Theme 1: Characterizing and measuring Canadian social values on personalized medicine (PM) technologies and developing a value framework to support regulatory and reimbursement policy and decision-making.
Theme Leader One: Dr. Devidas Menon, School of Public Health, University of Alberta
Dr. Menon’s research group aims to characterize and measure the values that patients and the public believe should guide regulatory (at the federal level) and reimbursement (at the provincial level) processes for PM technologies. The research examines the perceptions and values of various ‘publics’ regarding PM technologies, the rapid adoption of innovative technologies, and risk and uncertainty regarding the safety, effectiveness, and impact on population health of PM technologies. Uncertainty arises from the different types of evidence available. The relative importance placed on each type of evidence and the willingness to accept uncertainty in that evidence are, in part, a reflection of what society values. The values that are relevant to decisions in the regulatory and reimbursement policy areas are likely to differ. However, finite resources mean that decisions in one area of public policy have implications for other areas, and establishing coherence in the value attached to different outcomes across the public policy arena for PM technologies is a desirable objective. Clinician perceptions are also addressed, given their importance in health system adoption of PM. The methods include surveys, systematic reviews and critical appraisal, citizens’ juries, and semi-structured interviews.
Interested and Engaged Stakeholders: regulatory agency and healthcare system decision-makers.

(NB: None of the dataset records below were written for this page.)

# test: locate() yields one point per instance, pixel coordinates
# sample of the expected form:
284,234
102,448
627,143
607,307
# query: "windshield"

Theme Leader Two: Timothy Caulfield, Faculty of Law, University of Alberta
Prof Caulfield’s team explores public representations and perceptions of PM, specifically, how genetic risk information and PM are represented in popular culture and in the marketing of genetic tests. His team uses content analysis of a wide range of popular culture sources (e.g., print and online media as well as new media, such a blogs and social networking sites) to examine claims about efficacy and cost effectiveness.
The team will also survey Canadian public perceptions of the utility of genetic risk information, including, awareness of public and private testing services, perceived value of genetic risk information as compared to other forms of health risk, and a willingness to pay for such information. In addition, the team is interviewing healthcare providers about their perceptions of genetic risk information, their knowledge of public and private genetic testing services in Canada, as well as the relevance of medical school training relevant for the adoption of PM.
Combined, these research initiatives will provide important data on (1) how the public may react to and utilize genetic risk information and (2) the potential resource burden genetic testing could impose on the healthcare system because healthcare providers may be ill-equipped to respond to questions about genetics and genetic test results.
Interested and Engaged Stakeholders: academia, educators, healthcare system decision-makers, the public.